Update, to address the OP's updated question:
更新,以解决 OP 的更新问题:
I thinkthe following does what you want:
我认为以下做你想要的:
# Read input file and store each col. value in separate variables.
while read -r f1 f2 f3 f4 f5 f6 f7 f8 f9 f10 f11 f12 f13 f14 f15; do
# Concatenate the first 2 cols. to form a date + time string.
dt="$f1 $f2"
# Parse and reformat the date + time string.

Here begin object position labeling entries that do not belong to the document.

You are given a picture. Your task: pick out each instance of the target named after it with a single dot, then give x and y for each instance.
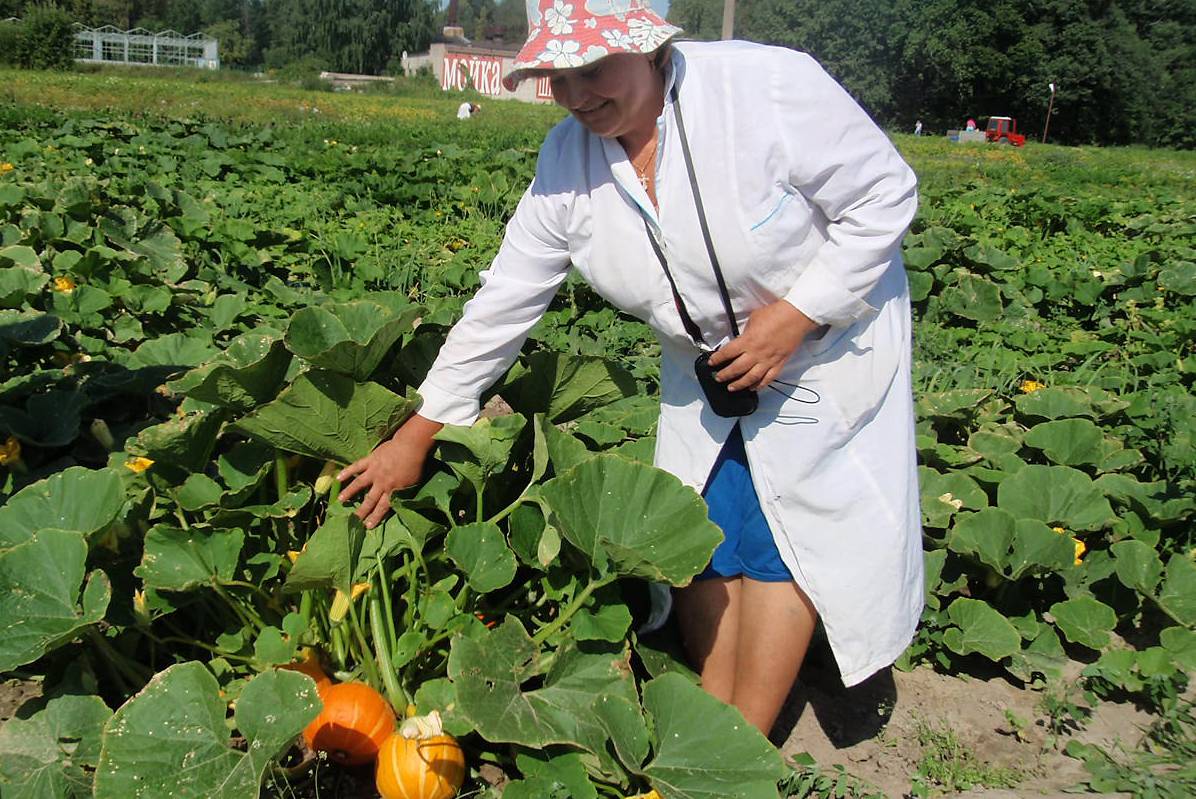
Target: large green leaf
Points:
(489, 674)
(183, 441)
(480, 550)
(634, 519)
(974, 298)
(249, 372)
(1055, 403)
(1012, 547)
(481, 450)
(1068, 441)
(1085, 620)
(29, 328)
(1056, 495)
(978, 628)
(703, 749)
(18, 284)
(181, 560)
(50, 755)
(329, 559)
(1137, 565)
(565, 386)
(171, 738)
(49, 419)
(945, 494)
(41, 605)
(83, 500)
(329, 416)
(1178, 592)
(347, 337)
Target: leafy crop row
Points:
(197, 317)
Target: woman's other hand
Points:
(392, 465)
(756, 358)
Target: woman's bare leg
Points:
(775, 623)
(708, 613)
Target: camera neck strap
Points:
(687, 319)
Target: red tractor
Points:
(1004, 129)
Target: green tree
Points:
(47, 38)
(842, 35)
(236, 48)
(701, 19)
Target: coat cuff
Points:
(821, 296)
(440, 406)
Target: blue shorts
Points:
(748, 548)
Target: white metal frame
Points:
(140, 47)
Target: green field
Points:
(211, 290)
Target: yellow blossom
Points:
(340, 607)
(950, 499)
(138, 464)
(140, 608)
(10, 452)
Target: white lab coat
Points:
(806, 201)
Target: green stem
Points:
(134, 672)
(384, 586)
(365, 658)
(305, 605)
(245, 615)
(256, 589)
(281, 479)
(395, 691)
(573, 608)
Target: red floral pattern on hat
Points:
(567, 34)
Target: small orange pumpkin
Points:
(354, 723)
(420, 762)
(310, 665)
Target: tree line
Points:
(1124, 69)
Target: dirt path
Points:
(872, 730)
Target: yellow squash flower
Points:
(340, 608)
(10, 452)
(138, 465)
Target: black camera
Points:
(722, 402)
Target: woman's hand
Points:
(755, 359)
(394, 464)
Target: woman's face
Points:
(612, 96)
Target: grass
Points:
(949, 766)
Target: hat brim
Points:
(562, 43)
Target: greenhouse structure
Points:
(165, 48)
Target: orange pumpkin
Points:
(310, 665)
(420, 762)
(353, 725)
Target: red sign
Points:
(482, 72)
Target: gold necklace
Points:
(642, 171)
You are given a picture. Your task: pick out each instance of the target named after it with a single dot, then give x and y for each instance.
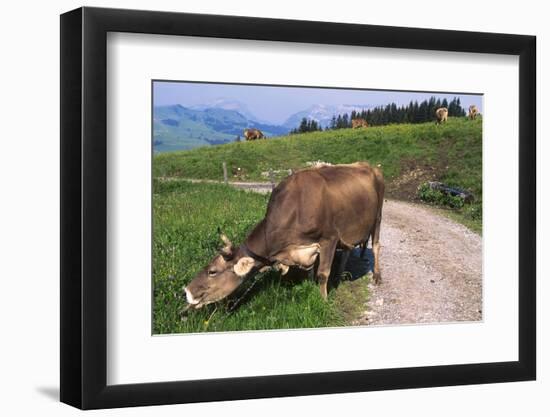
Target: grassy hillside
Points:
(186, 217)
(409, 155)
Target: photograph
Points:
(279, 207)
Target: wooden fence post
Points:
(224, 165)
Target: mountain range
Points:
(176, 127)
(323, 113)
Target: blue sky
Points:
(275, 104)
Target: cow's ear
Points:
(243, 266)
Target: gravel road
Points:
(431, 269)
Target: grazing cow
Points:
(441, 115)
(253, 134)
(473, 112)
(359, 122)
(310, 214)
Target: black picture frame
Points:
(84, 207)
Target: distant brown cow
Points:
(253, 134)
(359, 122)
(473, 112)
(441, 115)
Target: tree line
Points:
(414, 112)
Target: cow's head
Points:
(225, 272)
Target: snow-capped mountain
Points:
(322, 113)
(228, 104)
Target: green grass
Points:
(186, 217)
(451, 152)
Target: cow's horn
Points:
(228, 248)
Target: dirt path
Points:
(431, 267)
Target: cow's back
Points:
(322, 203)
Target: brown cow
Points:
(441, 115)
(253, 134)
(473, 112)
(310, 214)
(359, 122)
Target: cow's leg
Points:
(343, 261)
(326, 256)
(364, 246)
(376, 250)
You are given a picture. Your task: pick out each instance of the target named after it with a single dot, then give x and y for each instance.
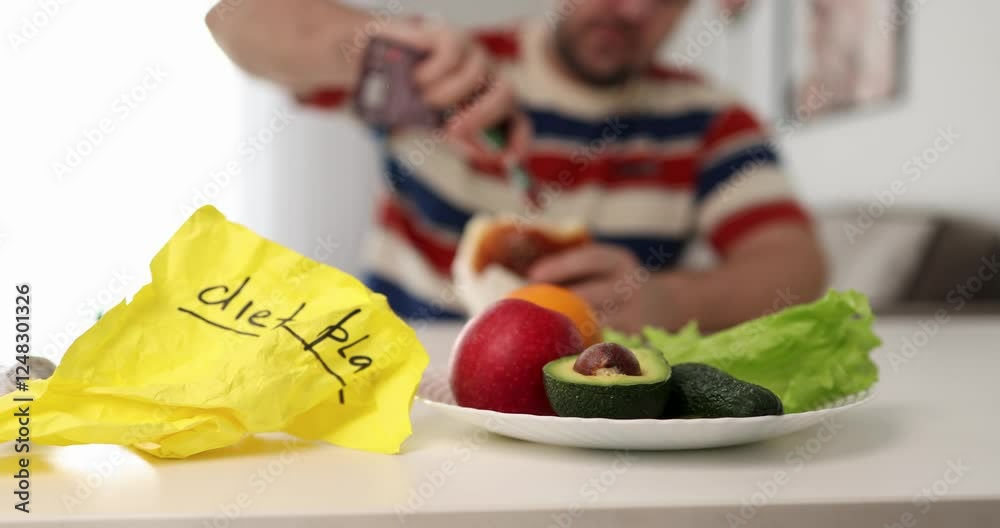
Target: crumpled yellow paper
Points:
(234, 335)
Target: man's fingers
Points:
(572, 265)
(447, 53)
(518, 138)
(460, 84)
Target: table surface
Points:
(923, 452)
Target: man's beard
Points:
(567, 54)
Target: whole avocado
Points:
(702, 391)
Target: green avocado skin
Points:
(618, 402)
(702, 391)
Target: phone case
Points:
(387, 96)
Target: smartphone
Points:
(387, 97)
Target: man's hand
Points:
(459, 76)
(623, 295)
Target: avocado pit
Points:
(607, 359)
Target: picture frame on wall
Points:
(841, 56)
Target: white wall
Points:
(954, 79)
(84, 241)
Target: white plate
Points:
(602, 433)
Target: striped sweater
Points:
(650, 166)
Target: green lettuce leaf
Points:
(809, 355)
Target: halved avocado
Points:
(702, 391)
(608, 391)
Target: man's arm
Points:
(311, 46)
(773, 267)
(296, 43)
(770, 269)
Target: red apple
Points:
(498, 357)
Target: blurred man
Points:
(649, 157)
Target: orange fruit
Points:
(564, 301)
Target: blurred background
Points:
(120, 118)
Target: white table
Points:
(941, 407)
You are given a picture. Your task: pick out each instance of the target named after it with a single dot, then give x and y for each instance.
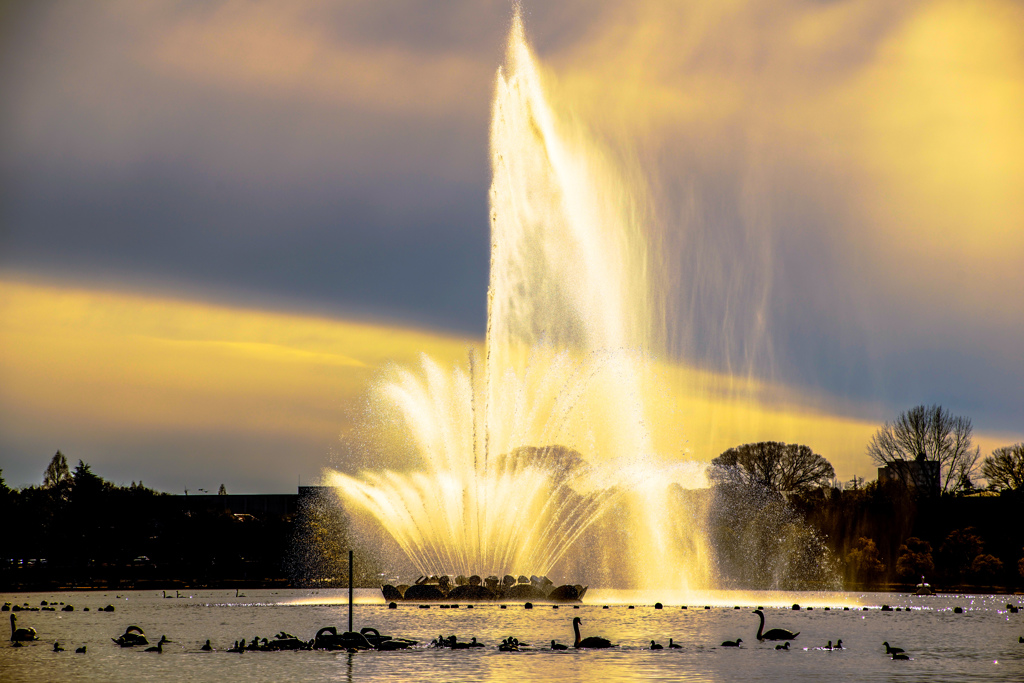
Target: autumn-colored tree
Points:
(863, 559)
(914, 558)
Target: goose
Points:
(589, 642)
(18, 635)
(774, 634)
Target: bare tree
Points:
(1005, 468)
(56, 472)
(786, 468)
(930, 433)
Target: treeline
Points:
(79, 530)
(887, 536)
(930, 516)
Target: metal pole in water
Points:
(350, 591)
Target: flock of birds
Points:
(369, 638)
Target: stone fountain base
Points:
(474, 589)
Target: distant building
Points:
(921, 474)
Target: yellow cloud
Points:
(131, 364)
(278, 51)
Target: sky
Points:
(221, 222)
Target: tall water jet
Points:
(520, 453)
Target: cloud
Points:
(104, 376)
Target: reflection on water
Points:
(978, 644)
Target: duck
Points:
(774, 634)
(19, 635)
(593, 642)
(509, 645)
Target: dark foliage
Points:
(785, 468)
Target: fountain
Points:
(521, 452)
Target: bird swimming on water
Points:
(595, 642)
(773, 634)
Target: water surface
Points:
(979, 644)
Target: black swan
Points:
(132, 636)
(17, 635)
(774, 634)
(590, 641)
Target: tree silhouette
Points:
(785, 468)
(1005, 468)
(929, 433)
(914, 558)
(56, 472)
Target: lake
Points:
(979, 644)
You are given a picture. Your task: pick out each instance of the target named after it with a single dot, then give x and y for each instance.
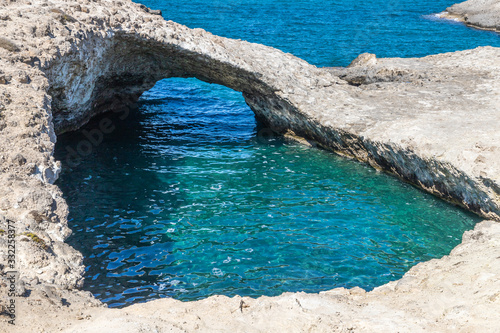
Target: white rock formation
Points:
(431, 121)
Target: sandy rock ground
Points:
(431, 121)
(482, 14)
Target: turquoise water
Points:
(189, 197)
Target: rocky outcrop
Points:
(482, 14)
(431, 121)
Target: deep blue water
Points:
(189, 197)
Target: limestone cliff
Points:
(431, 121)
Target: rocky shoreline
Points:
(477, 14)
(430, 121)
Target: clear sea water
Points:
(189, 197)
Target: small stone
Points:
(8, 45)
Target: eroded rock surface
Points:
(431, 121)
(482, 14)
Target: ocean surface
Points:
(189, 197)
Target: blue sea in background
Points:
(186, 198)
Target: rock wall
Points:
(482, 14)
(431, 121)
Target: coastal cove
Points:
(431, 122)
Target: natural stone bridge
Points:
(431, 121)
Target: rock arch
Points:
(430, 121)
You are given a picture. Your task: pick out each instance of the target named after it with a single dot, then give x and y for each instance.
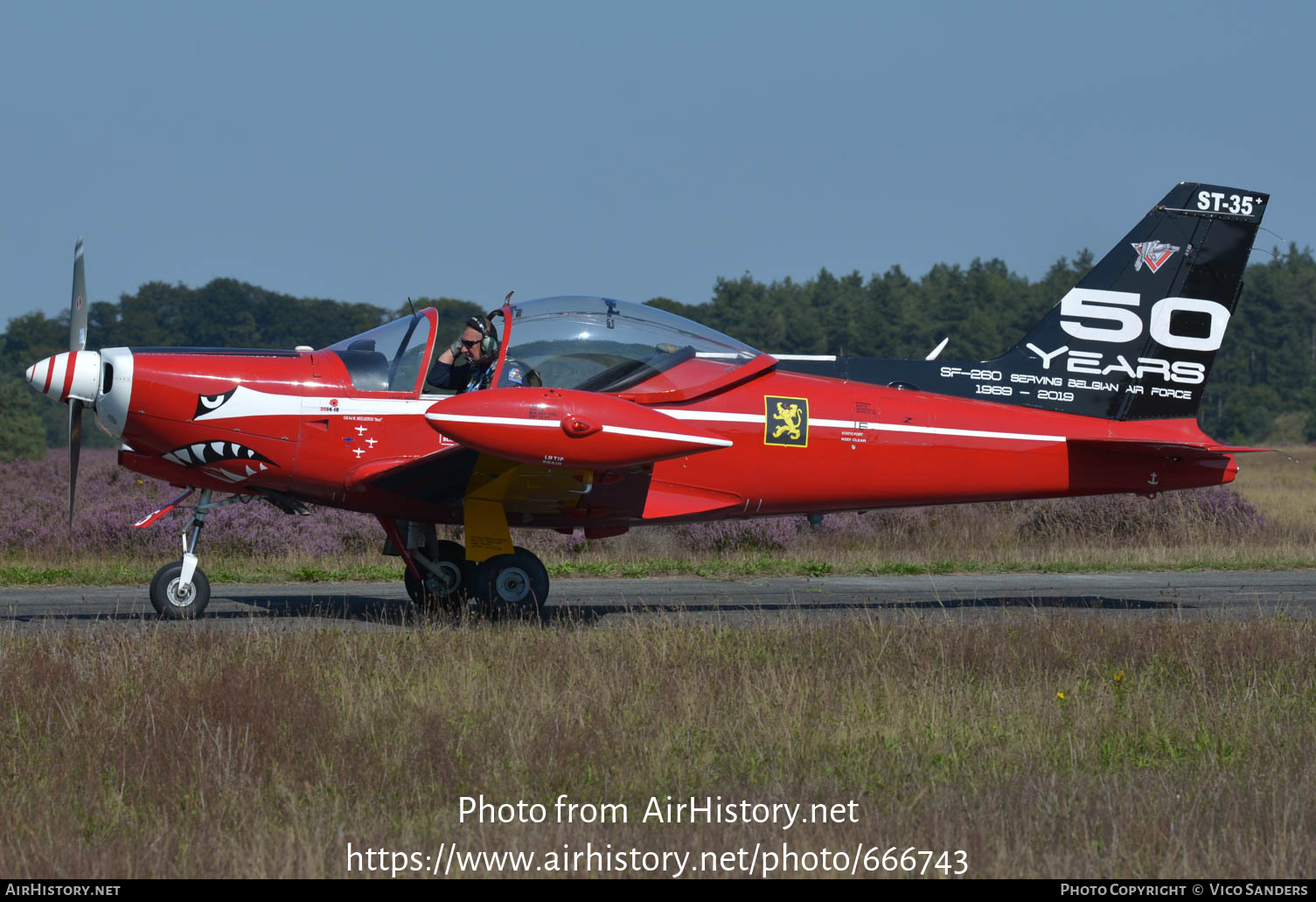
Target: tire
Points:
(453, 584)
(172, 605)
(513, 584)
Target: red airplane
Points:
(627, 415)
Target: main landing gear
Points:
(440, 578)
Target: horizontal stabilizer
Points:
(1167, 449)
(675, 500)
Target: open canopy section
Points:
(388, 357)
(598, 344)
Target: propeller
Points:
(77, 341)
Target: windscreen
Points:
(387, 359)
(595, 344)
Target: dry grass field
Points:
(1265, 519)
(1045, 748)
(1042, 747)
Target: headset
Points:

regex='([0-9][0-9])/([0-9][0-9])/([0-9][0-9]) ([0-9][0-9]:[0-9][0-9]:[0-9][0-9])'
if [[ "$dt" =~ $regex ]]; then
dt="20${BASH_REMATCH[3]}-${BASH_REMATCH[2]}-${BASH_REMATCH[1]} ${BASH_REMATCH[4]}"
fi
# Echo the SQL command; all of them are piped into a `mysql` command
# at the end of the loop.
# !! Fill the $f<n> variables in as needed - I don't know which ones you need.
# !! Make sure the number column name matches the number of values.
# !! Your original code had 4 column names, but 5 values, causing an error.
echo "insert into table(time, total, caracas, anzoategui) values('$dt', '$f3', '$f4', '$f5');"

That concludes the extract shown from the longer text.